As we end say adios to another year, let's take a look back at some of my favorite cartoons from 2017.
1. There's no asteroid (January 26)
As soon as Donald Trump was sworn in as the 45th president we began dealing with his and his administration's "alternative facts." Trump and friends, such as Sean Spicer, claimed his inauguration was one of the largest in history, despite photos, personal accounts and, well, all the empirical evidence in the world. But these claims were just the start to the assault on facts we've dealt with all year.
2. A sanctuary city (February 3)
Cities across the United States proclaimed themselves as "sanctuary cities" — havens for undocumented immigrants and political statements against Trump's policies on immigration. Mayor John Cranley and Cincinnati followed suit, stating publicly that Cincinnati was a sanctuary city. But there were hitches to the mayor's statement.
3. OMG Fiona
2017 was a rough year, and the polarization of American society isn't going to get any better. One thing we can all agree on, no matter our political affiliations, is that Fiona, our bundle of hippo happiness at the Cincinnati Zoo and Botanical Garden, is just about the best darn thing on the planet.
(Shameless plug: You can order copies of our children's book, My Best Friend Fiona, written by Lucy May and illustrated by yours truly, at mybestfriendfiona.com. Twenty percent of all proceeds goes to the Zoo.)
4. Maribel Trujillo (April 11)
Maribel Trujillo was a mother of four who had been living in Fairfield. She was also an undocumented immigrant who'd fled Mexico to escape from drug cartel violence. She had been known to immigration officials for a decade, and would regularly check in with officials. This April, after a routine check-in, she was detained, separated from her children. Despite pleas from religious leaders that the government was breaking up a family, Trujillo was deported back to Mexico.
5. Still in the dark (May 22)
The Banks have been one of the largest ongoing projects in the revitalization of Cincinnati's urban core. But reporters Amanda Seitz and Paula Christian discovered that the steering committee which controls the development of the Banks was shrouded in secrecy, and that the group hadn't met in years. In a year when hacking and information leaks were making headlines, it was weird that no one in town knew what was going on with one of the city's largest developments.
6. Third time's the charm, right? (June 2)
Cincinnati ends 2017 waiting to hear if FC Cincinnati will be ushered in to Major League Soccer. One of the conditions to FC Cincinnati getting in was that it needed to have its own stadium. FC Cincinnati leadership is putting up $200 million for a stadium, but they're asking for an additional $75 million in public money. With the 1996 stadium tax still a festering wound, the Hamilton County commissioners haven't been all that keen to fork over public cash.

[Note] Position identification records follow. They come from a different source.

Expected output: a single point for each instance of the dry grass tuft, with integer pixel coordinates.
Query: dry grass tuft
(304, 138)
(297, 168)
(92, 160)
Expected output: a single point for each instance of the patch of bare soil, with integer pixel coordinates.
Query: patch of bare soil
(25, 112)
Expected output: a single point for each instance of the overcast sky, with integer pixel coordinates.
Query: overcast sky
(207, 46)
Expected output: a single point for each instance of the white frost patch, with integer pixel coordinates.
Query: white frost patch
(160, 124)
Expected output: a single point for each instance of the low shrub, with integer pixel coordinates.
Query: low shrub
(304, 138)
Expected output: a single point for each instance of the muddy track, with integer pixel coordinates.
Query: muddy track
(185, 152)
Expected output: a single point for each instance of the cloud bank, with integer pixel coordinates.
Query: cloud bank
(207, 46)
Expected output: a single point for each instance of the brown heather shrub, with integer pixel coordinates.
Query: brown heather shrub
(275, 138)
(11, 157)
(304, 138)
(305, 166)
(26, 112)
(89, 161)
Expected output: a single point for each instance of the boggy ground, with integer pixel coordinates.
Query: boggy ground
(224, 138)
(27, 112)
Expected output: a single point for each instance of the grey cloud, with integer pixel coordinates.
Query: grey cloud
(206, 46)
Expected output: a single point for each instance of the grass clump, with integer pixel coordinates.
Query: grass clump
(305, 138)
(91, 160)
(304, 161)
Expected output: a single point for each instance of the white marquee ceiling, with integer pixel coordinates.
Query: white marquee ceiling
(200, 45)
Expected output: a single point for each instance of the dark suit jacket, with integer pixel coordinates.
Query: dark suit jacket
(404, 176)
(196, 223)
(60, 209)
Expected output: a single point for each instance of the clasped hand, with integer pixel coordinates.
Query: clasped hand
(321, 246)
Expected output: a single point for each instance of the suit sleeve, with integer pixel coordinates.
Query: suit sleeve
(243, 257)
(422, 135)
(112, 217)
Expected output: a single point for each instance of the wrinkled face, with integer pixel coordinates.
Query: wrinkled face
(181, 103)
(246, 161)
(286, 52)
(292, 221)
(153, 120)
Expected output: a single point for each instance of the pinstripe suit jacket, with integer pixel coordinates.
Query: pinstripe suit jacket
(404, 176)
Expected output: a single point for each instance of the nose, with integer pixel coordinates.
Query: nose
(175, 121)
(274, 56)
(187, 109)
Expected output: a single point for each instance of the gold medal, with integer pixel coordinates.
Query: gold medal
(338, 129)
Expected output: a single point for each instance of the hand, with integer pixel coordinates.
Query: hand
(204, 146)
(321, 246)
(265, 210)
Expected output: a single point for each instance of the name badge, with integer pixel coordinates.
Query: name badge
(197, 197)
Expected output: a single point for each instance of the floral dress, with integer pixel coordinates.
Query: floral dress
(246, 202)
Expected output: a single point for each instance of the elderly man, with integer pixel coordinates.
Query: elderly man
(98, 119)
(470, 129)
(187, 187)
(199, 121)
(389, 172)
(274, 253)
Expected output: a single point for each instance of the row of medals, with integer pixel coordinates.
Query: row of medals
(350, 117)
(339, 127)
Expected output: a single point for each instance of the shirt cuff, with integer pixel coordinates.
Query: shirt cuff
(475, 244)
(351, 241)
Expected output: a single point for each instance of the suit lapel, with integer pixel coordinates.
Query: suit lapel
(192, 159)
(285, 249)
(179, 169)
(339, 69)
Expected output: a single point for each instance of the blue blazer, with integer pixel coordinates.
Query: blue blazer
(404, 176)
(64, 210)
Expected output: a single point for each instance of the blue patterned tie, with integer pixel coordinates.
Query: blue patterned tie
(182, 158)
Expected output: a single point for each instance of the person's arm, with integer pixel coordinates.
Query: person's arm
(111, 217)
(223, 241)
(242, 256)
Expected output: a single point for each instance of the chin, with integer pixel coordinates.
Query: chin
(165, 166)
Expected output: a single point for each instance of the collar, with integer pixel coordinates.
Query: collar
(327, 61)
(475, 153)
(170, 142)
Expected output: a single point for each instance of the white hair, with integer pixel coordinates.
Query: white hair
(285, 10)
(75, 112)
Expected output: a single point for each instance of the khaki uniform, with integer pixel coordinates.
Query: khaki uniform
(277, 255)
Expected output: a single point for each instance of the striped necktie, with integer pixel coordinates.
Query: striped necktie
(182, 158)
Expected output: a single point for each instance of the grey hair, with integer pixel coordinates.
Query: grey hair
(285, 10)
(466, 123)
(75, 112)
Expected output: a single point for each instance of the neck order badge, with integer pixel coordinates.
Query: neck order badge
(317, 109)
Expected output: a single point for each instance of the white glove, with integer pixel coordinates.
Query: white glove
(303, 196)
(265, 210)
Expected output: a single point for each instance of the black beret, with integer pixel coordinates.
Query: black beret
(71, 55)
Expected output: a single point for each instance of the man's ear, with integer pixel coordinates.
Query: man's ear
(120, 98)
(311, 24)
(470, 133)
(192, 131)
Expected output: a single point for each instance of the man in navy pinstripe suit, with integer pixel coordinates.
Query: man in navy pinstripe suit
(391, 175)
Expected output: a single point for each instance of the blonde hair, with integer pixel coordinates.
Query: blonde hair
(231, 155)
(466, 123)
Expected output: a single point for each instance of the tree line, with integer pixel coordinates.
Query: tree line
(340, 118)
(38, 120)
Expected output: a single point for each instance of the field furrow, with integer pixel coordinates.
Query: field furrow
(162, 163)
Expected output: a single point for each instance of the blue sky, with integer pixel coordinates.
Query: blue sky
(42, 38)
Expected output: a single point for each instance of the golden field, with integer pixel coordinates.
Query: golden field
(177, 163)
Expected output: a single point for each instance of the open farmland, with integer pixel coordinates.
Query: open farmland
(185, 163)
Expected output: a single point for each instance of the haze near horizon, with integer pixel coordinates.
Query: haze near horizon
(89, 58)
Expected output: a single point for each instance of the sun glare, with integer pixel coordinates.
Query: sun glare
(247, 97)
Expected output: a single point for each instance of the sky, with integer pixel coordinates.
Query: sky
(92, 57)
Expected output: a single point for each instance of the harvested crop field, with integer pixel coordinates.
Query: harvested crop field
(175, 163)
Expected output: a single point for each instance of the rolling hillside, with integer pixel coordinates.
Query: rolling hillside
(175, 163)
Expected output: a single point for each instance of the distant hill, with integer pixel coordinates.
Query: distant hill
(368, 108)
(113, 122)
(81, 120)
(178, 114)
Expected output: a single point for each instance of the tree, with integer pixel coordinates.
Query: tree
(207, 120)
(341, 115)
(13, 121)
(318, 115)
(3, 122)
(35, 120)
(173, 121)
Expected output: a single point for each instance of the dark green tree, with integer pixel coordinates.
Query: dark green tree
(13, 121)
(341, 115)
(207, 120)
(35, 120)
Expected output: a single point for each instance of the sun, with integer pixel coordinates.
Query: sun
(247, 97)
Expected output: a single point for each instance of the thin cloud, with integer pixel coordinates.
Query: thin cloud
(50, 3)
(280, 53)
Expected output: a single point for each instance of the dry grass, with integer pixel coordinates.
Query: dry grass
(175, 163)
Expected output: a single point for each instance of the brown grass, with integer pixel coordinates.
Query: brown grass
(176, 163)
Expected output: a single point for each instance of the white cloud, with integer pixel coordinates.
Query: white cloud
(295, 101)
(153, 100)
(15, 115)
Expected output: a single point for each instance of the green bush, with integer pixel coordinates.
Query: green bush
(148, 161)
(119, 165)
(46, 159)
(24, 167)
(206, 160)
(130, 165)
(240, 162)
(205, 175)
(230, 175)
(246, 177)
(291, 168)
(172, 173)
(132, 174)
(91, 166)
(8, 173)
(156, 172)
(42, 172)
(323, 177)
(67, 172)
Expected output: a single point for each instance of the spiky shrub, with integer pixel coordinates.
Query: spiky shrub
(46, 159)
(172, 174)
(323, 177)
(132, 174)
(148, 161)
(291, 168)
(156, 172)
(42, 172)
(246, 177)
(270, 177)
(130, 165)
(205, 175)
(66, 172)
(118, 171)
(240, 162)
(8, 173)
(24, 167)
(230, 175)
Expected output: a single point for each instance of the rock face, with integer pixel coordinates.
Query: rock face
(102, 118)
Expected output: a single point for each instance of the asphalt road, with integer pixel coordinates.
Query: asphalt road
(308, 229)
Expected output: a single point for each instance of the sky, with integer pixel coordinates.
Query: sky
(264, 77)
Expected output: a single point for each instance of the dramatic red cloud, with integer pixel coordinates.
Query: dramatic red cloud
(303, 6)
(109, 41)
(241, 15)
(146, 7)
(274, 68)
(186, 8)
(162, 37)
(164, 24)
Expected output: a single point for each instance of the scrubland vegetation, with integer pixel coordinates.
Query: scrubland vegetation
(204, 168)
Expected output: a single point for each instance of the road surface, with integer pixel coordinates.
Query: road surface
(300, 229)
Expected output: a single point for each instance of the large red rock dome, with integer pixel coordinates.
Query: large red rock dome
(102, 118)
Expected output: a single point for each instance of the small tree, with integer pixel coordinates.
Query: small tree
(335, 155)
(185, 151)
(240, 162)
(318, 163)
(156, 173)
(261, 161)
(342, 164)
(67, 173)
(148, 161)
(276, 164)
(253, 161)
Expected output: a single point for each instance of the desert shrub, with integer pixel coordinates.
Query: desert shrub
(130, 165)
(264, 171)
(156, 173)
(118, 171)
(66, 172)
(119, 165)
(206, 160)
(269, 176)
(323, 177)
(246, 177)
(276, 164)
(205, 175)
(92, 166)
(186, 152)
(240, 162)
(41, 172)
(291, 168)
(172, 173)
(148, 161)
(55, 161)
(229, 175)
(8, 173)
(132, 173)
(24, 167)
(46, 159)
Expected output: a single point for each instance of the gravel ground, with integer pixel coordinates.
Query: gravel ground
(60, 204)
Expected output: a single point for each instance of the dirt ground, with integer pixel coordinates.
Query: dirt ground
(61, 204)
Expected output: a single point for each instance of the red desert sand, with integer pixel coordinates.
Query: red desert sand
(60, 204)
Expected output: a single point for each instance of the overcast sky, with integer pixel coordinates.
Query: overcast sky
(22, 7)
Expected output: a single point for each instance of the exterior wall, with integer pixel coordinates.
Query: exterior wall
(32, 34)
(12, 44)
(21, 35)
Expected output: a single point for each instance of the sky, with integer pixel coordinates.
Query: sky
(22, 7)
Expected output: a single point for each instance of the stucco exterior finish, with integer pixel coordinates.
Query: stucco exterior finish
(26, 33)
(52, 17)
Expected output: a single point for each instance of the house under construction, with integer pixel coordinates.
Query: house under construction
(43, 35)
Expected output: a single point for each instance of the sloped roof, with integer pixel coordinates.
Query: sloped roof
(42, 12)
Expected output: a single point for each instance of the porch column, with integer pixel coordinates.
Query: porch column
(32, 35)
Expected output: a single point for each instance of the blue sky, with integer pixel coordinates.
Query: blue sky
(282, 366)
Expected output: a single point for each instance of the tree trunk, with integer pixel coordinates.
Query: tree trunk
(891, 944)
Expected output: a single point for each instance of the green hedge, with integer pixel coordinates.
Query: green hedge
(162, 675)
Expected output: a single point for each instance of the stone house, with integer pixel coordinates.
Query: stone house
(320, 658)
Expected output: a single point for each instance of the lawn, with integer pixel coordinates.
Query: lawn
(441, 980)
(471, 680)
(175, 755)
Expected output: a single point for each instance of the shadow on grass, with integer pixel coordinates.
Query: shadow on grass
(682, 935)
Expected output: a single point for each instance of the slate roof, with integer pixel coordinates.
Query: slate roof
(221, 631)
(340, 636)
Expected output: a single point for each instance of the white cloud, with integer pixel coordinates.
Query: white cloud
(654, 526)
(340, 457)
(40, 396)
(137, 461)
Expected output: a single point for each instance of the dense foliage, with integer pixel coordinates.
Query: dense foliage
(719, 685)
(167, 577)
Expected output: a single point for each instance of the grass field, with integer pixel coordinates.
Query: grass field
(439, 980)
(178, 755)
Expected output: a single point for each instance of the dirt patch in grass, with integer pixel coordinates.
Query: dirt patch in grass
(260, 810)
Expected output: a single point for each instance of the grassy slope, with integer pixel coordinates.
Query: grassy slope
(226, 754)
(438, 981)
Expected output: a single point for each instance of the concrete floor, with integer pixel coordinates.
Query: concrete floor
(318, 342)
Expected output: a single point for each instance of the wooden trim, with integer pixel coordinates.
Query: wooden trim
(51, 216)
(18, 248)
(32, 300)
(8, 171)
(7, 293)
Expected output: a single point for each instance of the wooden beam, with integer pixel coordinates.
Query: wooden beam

Mayor Cranley has committed city money, but even that's a bit fuzzy.
7. Barbarians (July 21)
Procter & Gamble is under attack ... from hedge fund investors! The venerable Cincinnati company has seen its profits shrink in recent years, and some investors are getting antsy. Activist investor Nelson Peltz launched an aggressive bid to become a member of the company's board of directors. After an apparent defeat, Peltz was finally named to the board. This cartoon has the distinction of having been part of Peltz's complaint to the Securities and Exchange Commission.
8. Statue (August 2)
2017 was the #MeToo year. From Washington to Hollywood, victims of sexual abuse came forward to tell their stories. Before we hear stories about former Alabama Senate candidate Roy Moore's alleged relationships with minors, there was the bombshell allegation from a woman who claimed she dated Pete Rose while she was underage. This came shortly after the Reds inducted Rose into the Reds Hall of Fame, and unveiled his statue outside Great American Ball Park.
9. Kneeling (September 25)
Former San Francisco 49ers quaterback Colin Kaepernick became a national figure by kneeling during the national anthem to protest police violence against blacks. Donald Trump took the issue to Twitter in 2017, saying NFL owners should fire players who don't stand for the anthem. But hundreds of players defied the president in a day of solidarity, kneeling, praying, or otherwise not taking to the field during the anthem. One person, even if he's in the Oval Office, cannot tell others what they can or cannot say.